Como a escolha da marcha influencia a moto apagar ao passar na lombada?

Quando o piloto reduz a velocidade e mantém uma marcha alta, a rotação do motor cai demais e o giro não sustenta o peso da moto, fazendo o motor “morrer” em cima ou logo depois da lombada. Essa incompatibilidade entre baixa velocidade e marcha alta gera perda de força, tranco e insegurança, principalmente para iniciantes.

Ao avistar a placa de lombada, não basta aliviar o acelerador ou frear em cima do obstáculo; é essencial ir reduzindo marcha até primeira ou segunda, mantendo o motor cheio. Assim a moto responde ao menor toque no acelerador, evitando engasgos, apagões e facilitando retomada suave após o quebra-molas.

Qual é o passo a passo seguro para identificar e transpor a lombada de moto?

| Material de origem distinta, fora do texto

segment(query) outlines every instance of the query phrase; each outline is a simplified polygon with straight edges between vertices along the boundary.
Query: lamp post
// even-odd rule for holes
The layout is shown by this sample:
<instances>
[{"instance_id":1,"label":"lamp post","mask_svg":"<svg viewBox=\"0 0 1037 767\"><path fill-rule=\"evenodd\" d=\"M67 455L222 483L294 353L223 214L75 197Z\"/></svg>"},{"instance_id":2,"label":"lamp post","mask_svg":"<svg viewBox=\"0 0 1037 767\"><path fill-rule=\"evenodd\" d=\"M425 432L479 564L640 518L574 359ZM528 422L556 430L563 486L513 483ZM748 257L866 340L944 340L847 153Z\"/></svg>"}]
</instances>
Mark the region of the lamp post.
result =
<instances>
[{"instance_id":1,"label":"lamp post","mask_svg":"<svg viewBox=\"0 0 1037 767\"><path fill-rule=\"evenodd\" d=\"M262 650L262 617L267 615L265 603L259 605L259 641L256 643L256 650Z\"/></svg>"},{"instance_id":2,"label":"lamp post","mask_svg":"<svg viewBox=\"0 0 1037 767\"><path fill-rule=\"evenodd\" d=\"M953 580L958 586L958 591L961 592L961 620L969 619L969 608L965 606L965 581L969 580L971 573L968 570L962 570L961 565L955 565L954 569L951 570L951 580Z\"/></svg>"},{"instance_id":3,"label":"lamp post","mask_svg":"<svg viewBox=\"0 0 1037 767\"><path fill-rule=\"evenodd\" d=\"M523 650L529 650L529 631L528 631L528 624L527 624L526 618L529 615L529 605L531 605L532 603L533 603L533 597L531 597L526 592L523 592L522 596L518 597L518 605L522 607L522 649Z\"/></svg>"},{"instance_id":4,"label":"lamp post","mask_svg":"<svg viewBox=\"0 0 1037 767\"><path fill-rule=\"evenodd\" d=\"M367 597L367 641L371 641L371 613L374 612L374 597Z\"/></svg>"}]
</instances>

Perceber a lombada em cima da hora leva a frenagens bruscas, muitas vezes só na roda dianteira, sem ajuste de marcha nem preparação do corpo, aumentando risco de desequilíbrio. Observar a via com antecedência e ler o comportamento dos outros veículos permite reduzir com calma e alinhar a moto antes do obstáculo.

  • Prestar atenção às placas de quebra-molas e de redução de velocidade.
  • Observar se os veículos à frente reduzem de forma semelhante no mesmo ponto.
  • Identificar pinturas e marcações brancas no asfalto que indiquem a lombada.
  • Redobrar a atenção em áreas de escola, hospitais, bairros residenciais e cruzamentos.
  • Soltar o acelerador, frear de forma progressiva, descer para primeira ou segunda e passar alinhado.

Confira a publicação do Geovane Ribeiro, no YouTube, com a mensagem “Como passar nos quebra-molas de moto”, destacando técnicas corretas para passar em lombadas, cuidados para evitar danos e acidentes e o foco em melhorar segurança e conforto na pilotagem:

Quais danos a moto pode sofrer e como passar nas lombadas de forma mais suave?

Passar rápido demais nos quebra-molas gera impactos fortes na suspensão, principalmente com garupa ou carga, levando a fim de curso frequente e transferência de esforço para o chassi. Com o tempo, isso pode causar desgaste prematuro de amortecedores, vazamentos, barulhos, desalinhamento e até empeno em casos extremos.

Para preservar a moto e deixar o trajeto mais confortável, o ideal é sempre avistar a lombada com antecedência, reduzir progressivamente, escolher entre primeira e segunda, manter a moto reta e passar sem pressa, retomando a aceleração de forma suave; esse cuidado repetido transforma o quebra-mola em um ponto controlado, e não em motivo de susto.